Anlass dieser Äußerung war die Aufforderung eines Bürgers in der Einwohnerfragestunde, dass sich die Verwaltungsspitze und der Stadtrat positionieren sollten zu der Brennelementefabrik und den Transporten dorthin, zum Kernkraftwerk und dem dort anfallenden Atommüll sowie zum Zwischenlager in Lingen. Der Mann stellte sich als Mitglied des Bündnisses Agil, Atomkraftgegner im Emsland, vor.

Krone entgegnete, dass diese Fragen nicht neu und die Standpunkte der Stadt bekannt seien. Der Stadtrat sei in diesen Fragen nicht zuständig. In Sachen Brennelementefabrik seien Land und Bund zuständig. Es gebe sehr viele Sicherheitsauflagen und "hier ist die Sicherheit gegeben", daran habe er keinen Zweifel.

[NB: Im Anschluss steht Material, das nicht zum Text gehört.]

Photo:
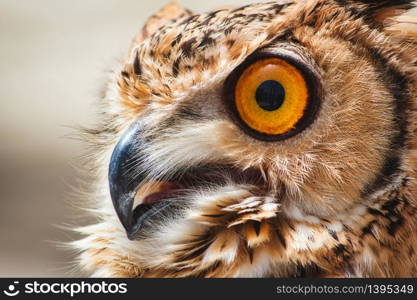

Das Kernkraftwerk werde 2022 abgeschaltet, das sei nicht mehr lang hin. Überdies sei öffentlich bestätigt worden, dass im Zwischenlager in Lingen nur Atommüll aus dem Kernkraftwerk Lingen bis 2042 gelagert würde.

"Wir stehen zu diesen Anlagen", unterstrich Krone. Die Sicherheitsvorkehrungen müssten eingehalten werden, und das würden sie.